US House Reviews PPP Processes, Loan Forgiveness

Two hearings were held to discuss the current status and future recommendations for the Paycheck Protection Program.

The U.S. House of Representatives Committee on Small Business Subcommittees held two back-to-back hearings entitled “Paycheck Protection Program: An Examination on Loan Forgiveness, SBA Legacy Systems and Inaccurate Data” and “A Review of PPP Forgiveness.”

In mid-August, the Small Business Association (SBA) opened the loan forgiveness portal for lenders and borrowers who participated in the Paycheck Protection Program (PPP). According to the Government Accountability Office (GAO), the SBA has processed only 56,000 forgiveness applications — less than one percent of the 5.2 million loans distributed through the PPP.

The U.S. House of Representatives Committee on Small Business held two hearings this week to discuss the current status and future recommendations for the Paycheck Protection Program. Subcommittee Member Jason Crow (D-CO) opened Thursday’s hearing with this statement:

“Small business owners are resilient, and they are used to overcoming challenges, but the coronavirus has been a crushing blow. While the PPP has helped them retain key employees and make rent and other payments, many are anxious that their loans won’t be fully forgiven, and they will be saddled with more debt. The forgiveness forms do nothing to alleviate those concerns. They are complex, confusing and time consuming.”

In Thursday’s hearing, SBA Chief of Staff William Manger refuted accusations that the SBA e-Tran system was unable to handle the influx of PPP loan applications, indicated that the SBA is prepared and willing to work with Congress should PPP be extended, and stated his confidence in the SBA loan forgiveness application process. However, although Manger indicated that the SBA believes the loan application process is accessible for applicants seeking forgiveness, small-business owners in Friday’s hearing gave evidence that it is not.

Witness Amy Bonfig, a small-business owner in Minnesota, testified that she, along with other small-business owners in her field, “do not understand the complicated rules, the cryptic stipulations of the application, and most [of us] do not have the luxury of time to sort it out.” Similarly, Lynn Ozer, the president of SBA Lending at Fulton Bank in Pennsylvania, testified that lenders and banks are equally confused about their role in the loan forgiveness process, and have significant fears that the money they distributed to businesses in their communities will not be refunded as promised.

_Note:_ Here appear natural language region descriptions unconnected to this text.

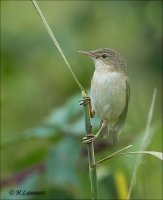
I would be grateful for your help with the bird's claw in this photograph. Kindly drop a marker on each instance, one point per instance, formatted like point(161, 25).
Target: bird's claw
point(89, 138)
point(84, 101)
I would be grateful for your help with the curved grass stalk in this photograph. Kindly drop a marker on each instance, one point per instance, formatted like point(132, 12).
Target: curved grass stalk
point(90, 147)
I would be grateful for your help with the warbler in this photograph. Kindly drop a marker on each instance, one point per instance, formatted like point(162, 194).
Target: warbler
point(110, 92)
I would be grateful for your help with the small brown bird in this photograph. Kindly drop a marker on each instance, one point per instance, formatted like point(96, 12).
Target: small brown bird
point(110, 92)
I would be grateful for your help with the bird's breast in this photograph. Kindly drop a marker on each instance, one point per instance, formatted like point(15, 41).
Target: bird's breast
point(108, 94)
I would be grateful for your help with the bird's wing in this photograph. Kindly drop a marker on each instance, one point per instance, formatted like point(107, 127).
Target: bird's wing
point(118, 126)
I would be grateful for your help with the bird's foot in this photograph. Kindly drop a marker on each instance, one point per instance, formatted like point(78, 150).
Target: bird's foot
point(85, 101)
point(89, 138)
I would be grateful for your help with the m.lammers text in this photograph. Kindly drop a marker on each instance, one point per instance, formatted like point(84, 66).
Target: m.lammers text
point(25, 192)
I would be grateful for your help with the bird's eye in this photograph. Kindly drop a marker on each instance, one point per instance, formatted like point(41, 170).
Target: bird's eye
point(104, 55)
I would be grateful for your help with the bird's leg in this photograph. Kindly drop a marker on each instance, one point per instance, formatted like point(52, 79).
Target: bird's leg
point(84, 101)
point(87, 100)
point(91, 138)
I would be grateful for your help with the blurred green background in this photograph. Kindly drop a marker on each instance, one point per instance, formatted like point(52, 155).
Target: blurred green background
point(42, 125)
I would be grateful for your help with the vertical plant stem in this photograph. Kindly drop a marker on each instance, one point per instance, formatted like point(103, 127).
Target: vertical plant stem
point(90, 148)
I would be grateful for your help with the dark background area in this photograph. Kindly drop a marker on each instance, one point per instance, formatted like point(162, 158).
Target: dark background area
point(40, 115)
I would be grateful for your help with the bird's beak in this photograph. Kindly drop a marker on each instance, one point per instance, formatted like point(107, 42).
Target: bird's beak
point(88, 53)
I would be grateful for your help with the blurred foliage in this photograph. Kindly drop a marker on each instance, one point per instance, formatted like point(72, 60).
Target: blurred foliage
point(41, 119)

In addition to confusion about the loan forgiveness process, many borrowers have also expressed reluctance to file forgiveness applications, hopeful that Congress will soon pass legislation establishing an automatic loan forgiveness process for small loans under $150,000. However, legislation introduced by Ranking Committee Member Steve Chabot (R-OH) to extend the Paycheck Protection Program and establish a process for automatic forgiveness (H.R. 8365) was voted down on the House floor this week.

It is currently questionable whether legislation to extend or amend the Paycheck Protection Program will pass before the November election. This issue is divided on party lines, with U.S. House Democrats advocating for a more comprehensive COVID-19 relief bill, and Republicans pushing for immediate extension. In the interim, the SBA has pledged to continue rolling out assistance and resources for borrowers attempting to apply for loan forgiveness.